How long have you known her, how often do you reach/communicate and when you reach are are they very specific reason for you taking up parts of her time?
I have known her for over a year now. I reach out to her once or twice per semester but because I've been in a sticky situation lately, we talked on a weekly-biweekly basis. We're pretty casual now and there have been times where she has rescheduled a meeting 3-4 times so I've been very flexible too. I've told her jokingly to let me know if I annoy her too much and she said I'm not and that she'd be worried if I don't!
Tip #1: Chilllll
Tip #2: Chilllll
You need to mellow out. Unless you desperately need an answer to a question immediately, wait. She has probably been busy and hasn't had time to respond. You are going to do more harm than good by constantly nagging her. In the past I have had people take a month or so to get back to me (after typically responding within the day).
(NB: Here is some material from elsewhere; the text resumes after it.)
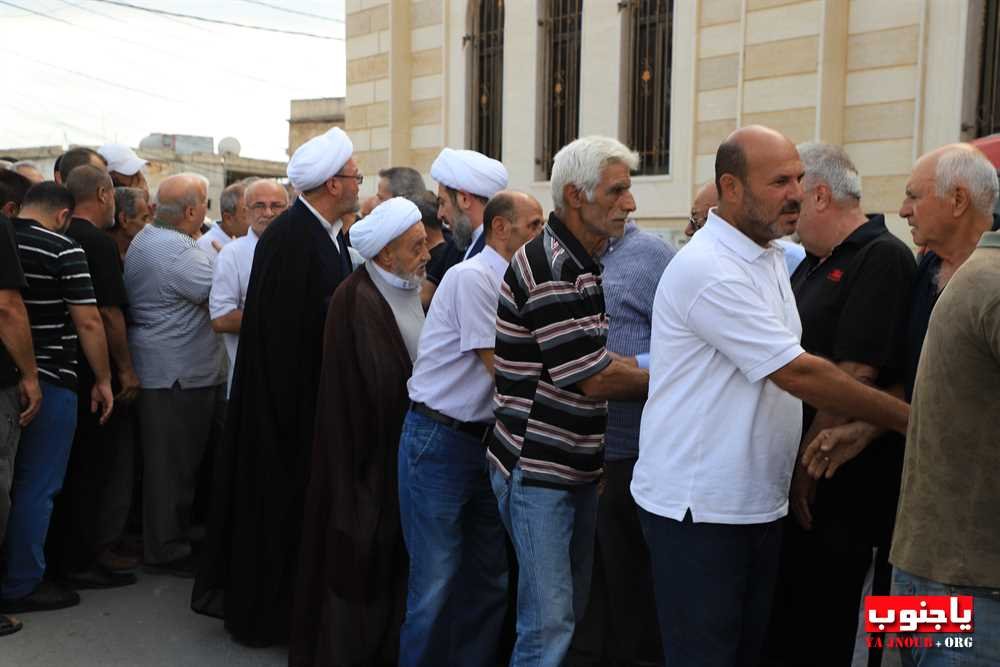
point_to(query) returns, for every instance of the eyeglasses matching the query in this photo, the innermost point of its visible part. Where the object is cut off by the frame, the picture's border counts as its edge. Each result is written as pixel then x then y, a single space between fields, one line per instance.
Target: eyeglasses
pixel 358 177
You want to make sure to have a good relationship, not one where you are extremely needy.
I've reminded her 2 times over a span of 6 weeks. Should I call/text/email her anymore? If so, when?
Oh okay. I guess I misinterpreted your post. I read that as you had emailed her twice in one week or two.
In that case I would do one of two things:
a) shoot her a text a week and a half after your last email (disclaimer: only do this if your relationship really is as casual as you claim). keep it short and just mention that you are sure she has gotten swamped, didn't want to clutter her inbox, and look forward to her response when she gets a chance.
b) [what I would do] wait at least 3 or 4 weeks to email her again. Mention you are sure she has been busy, but wanted to make sure the message hadn't gotten lost somehow.